Forum Discussion
Excel formulae with three different conditons
Hi, Mickey
I'm going to give you more than you asked for. Probably quite a bit more. As it happens, I was working on a tax estimating spreadsheet for the US tax tables applying to 2020 and 2021. I'm attaching the result. There are really only two distinct formulas on this (with variations to refer to the tables that apply to different filing statuses).
But to do the kind of thing you are asking, although a deep IF or IFS function is possible, the tax calculations are done using the XLOOKUP function and referring to tax tables to get those different cut-off levels.
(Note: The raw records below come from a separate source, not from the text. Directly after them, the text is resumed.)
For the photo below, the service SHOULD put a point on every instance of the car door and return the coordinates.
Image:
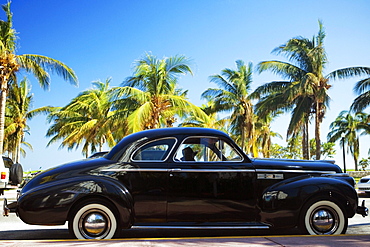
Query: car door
(146, 177)
(209, 182)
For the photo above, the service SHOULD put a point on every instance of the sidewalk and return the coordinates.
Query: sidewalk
(288, 241)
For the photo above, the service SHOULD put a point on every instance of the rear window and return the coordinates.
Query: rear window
(7, 162)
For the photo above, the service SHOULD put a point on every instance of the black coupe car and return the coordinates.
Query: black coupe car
(188, 178)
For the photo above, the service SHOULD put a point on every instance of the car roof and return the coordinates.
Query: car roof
(164, 132)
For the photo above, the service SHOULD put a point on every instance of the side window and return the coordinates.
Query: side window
(206, 149)
(157, 150)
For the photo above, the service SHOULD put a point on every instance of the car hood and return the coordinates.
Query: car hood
(79, 168)
(301, 165)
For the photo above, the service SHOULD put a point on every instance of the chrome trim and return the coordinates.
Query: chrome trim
(136, 170)
(203, 227)
(295, 171)
(270, 176)
(210, 137)
(213, 170)
(156, 161)
(177, 170)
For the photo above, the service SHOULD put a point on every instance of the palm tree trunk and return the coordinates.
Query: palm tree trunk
(317, 131)
(305, 141)
(2, 116)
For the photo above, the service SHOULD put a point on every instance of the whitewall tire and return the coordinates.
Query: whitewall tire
(93, 220)
(324, 218)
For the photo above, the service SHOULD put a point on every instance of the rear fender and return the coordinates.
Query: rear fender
(281, 203)
(58, 198)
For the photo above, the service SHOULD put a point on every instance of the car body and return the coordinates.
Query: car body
(188, 178)
(10, 174)
(364, 184)
(4, 176)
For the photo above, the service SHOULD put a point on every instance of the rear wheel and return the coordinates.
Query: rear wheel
(16, 173)
(323, 217)
(93, 220)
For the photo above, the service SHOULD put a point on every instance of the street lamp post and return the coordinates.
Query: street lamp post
(344, 153)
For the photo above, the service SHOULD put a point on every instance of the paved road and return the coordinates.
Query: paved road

This is far better than hard-coding the values in the formulas, because you can basically update the tables (which happens every year) and check and validate those static tables against the official IRS tables...and leave the formulas themselves unchanged.
Lete also try the Xlookup.
- mathetesJan 22, 2021Silver Contributor
It's definitely possible to do that with IF. But you don't really want to; it's not a good long term solution for a variety of reasons. First, you're only dealing with two levels of the tax tables, so it's limited that way; second, the longer the nested set of IF conditions gets, the harder it is to follow them; IFS is an option, but it too is prey to the next reason not to approach it this way: third, it's really not good practice to hard code numbers into formulas when those numbers can change, as tax related numbers WILL do;
- JMB17Jan 22, 2021Bronze ContributorOne other option, but if it grows to more conditions I would definitely look at setting up a lookup table.